Furthermore, according her fiancé, Amiri was not even informed of her sentence until after it had already been publicly announced. In his BBC interview, Tyson cited this fact as evidence for his conclusion that the Iranian government’s approach to this and similar cases has been to “get the maximum kind of impact that they could” from Amiri’s supporters, the United Kingdom, and the Western world in general.

If that strategy has informed the judiciary’s decision to truncate the appeals process for Aras Amiri, it may have also informed the decision to arbitrarily limit Zaghari-Ratcliffe’s contact with the outside world following a hunger strike that led to her being briefly transferred to hospital. The hunger strike was motivated in part by authorities’ prior refusal to allow her to receive treatment for worsening health concerns. Yet now that she has at least been examined by qualified medical professionals, Zaghari-Ratcliffe is apparently being subjected to an alternative form of extrajudicial punishment and pressure.

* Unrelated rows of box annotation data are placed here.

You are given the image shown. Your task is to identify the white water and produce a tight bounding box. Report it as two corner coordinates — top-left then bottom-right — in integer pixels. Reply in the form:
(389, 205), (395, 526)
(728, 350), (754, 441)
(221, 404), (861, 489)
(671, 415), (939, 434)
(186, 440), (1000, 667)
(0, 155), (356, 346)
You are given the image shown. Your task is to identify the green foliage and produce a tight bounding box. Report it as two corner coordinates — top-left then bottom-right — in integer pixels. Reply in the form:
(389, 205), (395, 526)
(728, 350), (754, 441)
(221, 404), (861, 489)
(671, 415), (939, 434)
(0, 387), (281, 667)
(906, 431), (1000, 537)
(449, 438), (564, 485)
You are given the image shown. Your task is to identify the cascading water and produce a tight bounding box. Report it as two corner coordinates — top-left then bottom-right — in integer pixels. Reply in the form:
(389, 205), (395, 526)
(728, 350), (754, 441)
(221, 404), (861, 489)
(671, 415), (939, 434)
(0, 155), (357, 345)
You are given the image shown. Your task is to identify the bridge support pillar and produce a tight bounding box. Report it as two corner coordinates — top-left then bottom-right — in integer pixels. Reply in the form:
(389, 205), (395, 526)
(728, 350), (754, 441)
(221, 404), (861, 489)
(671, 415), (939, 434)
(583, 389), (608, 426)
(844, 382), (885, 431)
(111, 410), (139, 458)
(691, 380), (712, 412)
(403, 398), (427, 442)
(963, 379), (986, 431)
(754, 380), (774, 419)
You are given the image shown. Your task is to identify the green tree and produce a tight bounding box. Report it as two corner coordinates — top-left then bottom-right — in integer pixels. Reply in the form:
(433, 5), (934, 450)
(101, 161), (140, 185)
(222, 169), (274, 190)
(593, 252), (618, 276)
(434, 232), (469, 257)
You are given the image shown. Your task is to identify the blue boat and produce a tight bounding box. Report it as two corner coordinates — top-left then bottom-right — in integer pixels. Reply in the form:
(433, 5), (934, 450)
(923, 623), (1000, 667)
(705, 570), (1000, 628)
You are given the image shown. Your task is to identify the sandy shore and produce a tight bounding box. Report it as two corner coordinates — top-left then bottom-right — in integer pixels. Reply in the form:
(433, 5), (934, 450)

According to her husband Richard Ratcliffe, the prisoner is now unable to make any phone calls to her home in London, and visits from her five-year-old daughter have been reduced from multiple times a week to once a month. The child, Gabriella, was only two years old when she traveled to Iran with her mother. Her passport was confiscated at the time of the arrest and Gabriella was left in the care of her maternal grandparents, unable to leave Iran and return to her father in the UK.

The child has reportedly lost the ability to communicate in English, and both her mother and father have struggled with their mental health as a result of the forcible, three-year separation of their family. In July, Zaghari-Ratcliffe expressed concern that she would be forgotten by the British government or the international community as a whole, due to the broadening media emphasis on Iran-US tensions in the Persian Gulf. But if the recent pressures that she, Amiri, and others have faced can be connected to those tensions, than the ongoing crisis may ultimately bring more attention to her case, but also more pain.